Девушка задумалась, решая кто бы смог вылечить птицу. Охотник? Да, он славился тем, что мог спасти любого раненного зверя, а убивал лишь из нужды. Но едва ли реально найти его в эту пору. Тот мог охотиться в непролазной чаще, а мог забраться за зверем на вершины гор. Пастух? Тоже мог знать что-то об исцелении животных. К тому же, идти не далеко. Девушка передала свою мысль голубке, и они вместе отправились на луг.
Птица не могла увидеть чудесного поля, но аромат разнотравья закружил голубке голову. К нему примешивались запахи пасущихся животных.  Удивительный наполненный мир. Глубоко в памяти поднялись воспоминания о старых временах. Девушка подошла с просьбой к пастуху.
- Так это же птица! Голубей мне еще, слава богам, пасти не приходилось. Откуда же мне знать - возмутился пастух.
- Это не просто птица, то мой друг. Может хоть поведать сможешь о том, кто в силах спасти голубку?
- Когда занеможет в стаде какой-нибудь бычок, я к знахарю иду. Дорого берет черт старый, да только потерять животное выходит дороже.
О знахаре она и не подумала. Но не спроста. Тот славился своей жадностью и жестокостью к тем, у кого нет ни золота, ни серебра. А девушка как раз была из их числа. Сколько бы мужчины ее семьи жизнями не рисковали в походах, кроме чести да славы ничего не нажили. Оттого пять лет уже прошло со смерти отца, что не успели вовремя собрать денег на снадобье. “Нет! Больше не позволю его жадности вершить судьбы. Достану зелье, чего бы не стоило.” - Твердо решила девушка, отправившись к опушке лесной чащи, неподалеку от деревни.

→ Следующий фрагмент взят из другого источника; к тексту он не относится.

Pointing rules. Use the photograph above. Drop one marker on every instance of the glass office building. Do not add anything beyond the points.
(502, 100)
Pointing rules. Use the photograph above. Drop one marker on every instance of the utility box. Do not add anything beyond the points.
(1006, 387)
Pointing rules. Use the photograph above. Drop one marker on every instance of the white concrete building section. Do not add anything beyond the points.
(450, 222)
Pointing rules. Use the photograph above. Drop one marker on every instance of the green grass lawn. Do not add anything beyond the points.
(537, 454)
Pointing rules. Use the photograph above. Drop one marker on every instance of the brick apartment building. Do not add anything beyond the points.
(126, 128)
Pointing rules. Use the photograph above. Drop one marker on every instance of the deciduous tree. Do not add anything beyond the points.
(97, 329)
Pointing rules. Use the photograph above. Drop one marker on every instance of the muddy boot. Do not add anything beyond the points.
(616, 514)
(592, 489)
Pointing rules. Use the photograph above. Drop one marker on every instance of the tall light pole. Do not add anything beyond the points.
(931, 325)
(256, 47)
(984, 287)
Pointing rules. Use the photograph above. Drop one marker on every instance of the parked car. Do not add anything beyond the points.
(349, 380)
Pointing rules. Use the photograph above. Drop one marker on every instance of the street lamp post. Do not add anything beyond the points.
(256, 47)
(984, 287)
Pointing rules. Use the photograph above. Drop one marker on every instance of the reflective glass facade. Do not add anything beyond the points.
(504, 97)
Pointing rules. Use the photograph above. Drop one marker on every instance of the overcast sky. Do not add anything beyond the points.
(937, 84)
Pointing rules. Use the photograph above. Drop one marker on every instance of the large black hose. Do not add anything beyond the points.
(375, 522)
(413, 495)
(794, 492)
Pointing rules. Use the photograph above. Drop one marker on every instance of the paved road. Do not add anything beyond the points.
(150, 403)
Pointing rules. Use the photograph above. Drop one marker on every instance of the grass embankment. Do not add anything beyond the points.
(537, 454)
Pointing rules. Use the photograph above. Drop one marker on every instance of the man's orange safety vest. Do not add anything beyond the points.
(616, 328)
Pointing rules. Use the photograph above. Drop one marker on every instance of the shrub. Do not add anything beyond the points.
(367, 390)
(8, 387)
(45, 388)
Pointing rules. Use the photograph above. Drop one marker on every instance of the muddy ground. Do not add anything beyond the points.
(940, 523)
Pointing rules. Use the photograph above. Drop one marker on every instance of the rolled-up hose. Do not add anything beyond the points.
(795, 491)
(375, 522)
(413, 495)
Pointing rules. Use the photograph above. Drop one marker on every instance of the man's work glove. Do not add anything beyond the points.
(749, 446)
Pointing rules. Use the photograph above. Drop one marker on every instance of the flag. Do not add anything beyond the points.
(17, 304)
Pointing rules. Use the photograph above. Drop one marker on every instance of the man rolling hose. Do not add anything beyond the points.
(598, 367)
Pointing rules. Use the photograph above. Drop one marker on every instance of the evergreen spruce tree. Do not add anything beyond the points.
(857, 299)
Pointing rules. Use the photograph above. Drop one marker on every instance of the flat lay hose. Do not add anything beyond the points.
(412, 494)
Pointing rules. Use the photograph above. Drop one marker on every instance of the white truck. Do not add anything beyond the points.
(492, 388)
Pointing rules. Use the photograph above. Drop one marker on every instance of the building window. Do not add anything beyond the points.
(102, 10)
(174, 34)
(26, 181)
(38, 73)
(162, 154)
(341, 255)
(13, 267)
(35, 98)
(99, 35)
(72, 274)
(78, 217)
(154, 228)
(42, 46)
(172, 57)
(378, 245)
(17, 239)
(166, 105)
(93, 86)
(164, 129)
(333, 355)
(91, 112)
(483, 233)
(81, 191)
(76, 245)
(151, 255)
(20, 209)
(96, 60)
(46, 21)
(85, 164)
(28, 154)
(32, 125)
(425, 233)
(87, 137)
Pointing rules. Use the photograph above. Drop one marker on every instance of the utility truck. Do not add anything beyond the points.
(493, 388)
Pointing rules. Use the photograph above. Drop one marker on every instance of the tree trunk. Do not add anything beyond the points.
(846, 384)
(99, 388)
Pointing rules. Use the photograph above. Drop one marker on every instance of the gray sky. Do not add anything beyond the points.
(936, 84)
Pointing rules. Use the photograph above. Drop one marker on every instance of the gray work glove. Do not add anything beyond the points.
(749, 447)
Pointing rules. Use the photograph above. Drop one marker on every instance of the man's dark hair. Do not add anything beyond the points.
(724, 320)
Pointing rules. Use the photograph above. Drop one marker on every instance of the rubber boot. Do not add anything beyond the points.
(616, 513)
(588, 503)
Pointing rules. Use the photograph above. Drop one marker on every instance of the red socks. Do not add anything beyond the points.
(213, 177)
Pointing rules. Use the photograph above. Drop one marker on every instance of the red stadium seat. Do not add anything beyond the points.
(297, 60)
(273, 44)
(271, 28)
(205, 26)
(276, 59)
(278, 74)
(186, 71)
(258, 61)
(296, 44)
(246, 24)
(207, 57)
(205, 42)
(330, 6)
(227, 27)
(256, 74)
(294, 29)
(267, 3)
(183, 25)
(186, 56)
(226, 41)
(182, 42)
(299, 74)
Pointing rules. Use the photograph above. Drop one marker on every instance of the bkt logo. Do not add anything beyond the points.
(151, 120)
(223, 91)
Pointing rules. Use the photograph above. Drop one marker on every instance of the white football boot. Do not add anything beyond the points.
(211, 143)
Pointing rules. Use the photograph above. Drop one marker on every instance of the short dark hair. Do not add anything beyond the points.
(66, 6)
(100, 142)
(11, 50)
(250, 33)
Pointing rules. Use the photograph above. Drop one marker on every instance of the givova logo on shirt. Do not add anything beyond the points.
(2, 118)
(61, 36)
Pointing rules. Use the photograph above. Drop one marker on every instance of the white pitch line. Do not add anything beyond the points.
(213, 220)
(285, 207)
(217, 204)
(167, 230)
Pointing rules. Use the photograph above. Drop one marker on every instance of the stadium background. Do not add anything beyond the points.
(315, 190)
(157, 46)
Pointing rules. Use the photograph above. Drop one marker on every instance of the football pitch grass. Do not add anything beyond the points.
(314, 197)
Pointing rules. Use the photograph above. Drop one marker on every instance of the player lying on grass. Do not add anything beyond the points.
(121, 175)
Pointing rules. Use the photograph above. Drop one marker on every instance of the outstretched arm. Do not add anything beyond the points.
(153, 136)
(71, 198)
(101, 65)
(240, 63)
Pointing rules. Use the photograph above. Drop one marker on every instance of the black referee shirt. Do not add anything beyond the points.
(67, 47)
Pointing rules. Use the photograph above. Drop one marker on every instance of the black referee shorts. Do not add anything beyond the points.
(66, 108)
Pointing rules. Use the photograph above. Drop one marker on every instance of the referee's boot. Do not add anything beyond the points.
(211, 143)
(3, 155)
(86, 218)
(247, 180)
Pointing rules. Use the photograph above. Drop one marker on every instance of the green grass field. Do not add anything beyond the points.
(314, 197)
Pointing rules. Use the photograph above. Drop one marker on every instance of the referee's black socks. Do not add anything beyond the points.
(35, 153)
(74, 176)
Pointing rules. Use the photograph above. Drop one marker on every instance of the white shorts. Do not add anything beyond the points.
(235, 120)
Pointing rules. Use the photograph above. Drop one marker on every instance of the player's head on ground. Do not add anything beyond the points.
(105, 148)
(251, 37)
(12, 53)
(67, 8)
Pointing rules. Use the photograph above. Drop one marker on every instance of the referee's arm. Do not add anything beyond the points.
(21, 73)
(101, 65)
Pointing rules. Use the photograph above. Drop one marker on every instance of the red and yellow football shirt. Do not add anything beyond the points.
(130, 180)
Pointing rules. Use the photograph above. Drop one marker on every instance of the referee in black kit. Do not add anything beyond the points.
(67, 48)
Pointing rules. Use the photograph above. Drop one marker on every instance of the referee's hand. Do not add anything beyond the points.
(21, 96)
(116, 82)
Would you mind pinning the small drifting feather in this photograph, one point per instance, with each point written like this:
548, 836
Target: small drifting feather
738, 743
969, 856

Высокий дом был выполнен добротно. Толстые крепкие бревна, подогнаны друг к другу. Ни единой трещинки, ни щели. Мистические узоры украшали стены. Резьба на темном дереве одновременно впечатляла и вселяла трепет. И ни капли краски, ни одного цветного пятна. На опушке, среди деревьев дом сильно выделялся темным пятном среди веселой зелени крон. Высотой в два этажа. Судя по окнам, однако - второго этажа в строении не было. Плотно запахнутые ставни, суровой стражей стояли перед светом солнца. Тени листвы в причудливой и жутковатой пляске скакали по ним. Казалось резной узор выполнен с тем расчетом, чтобы радость и непринужденную веселость игры теней превращать в страшное жутковатое действо. Мрачный дом не оставлял и намека на спасение или помощь. Скорее, он обещал, что внутри сбываются все кошмары, которые можно лишь представить. Но иного пути не было.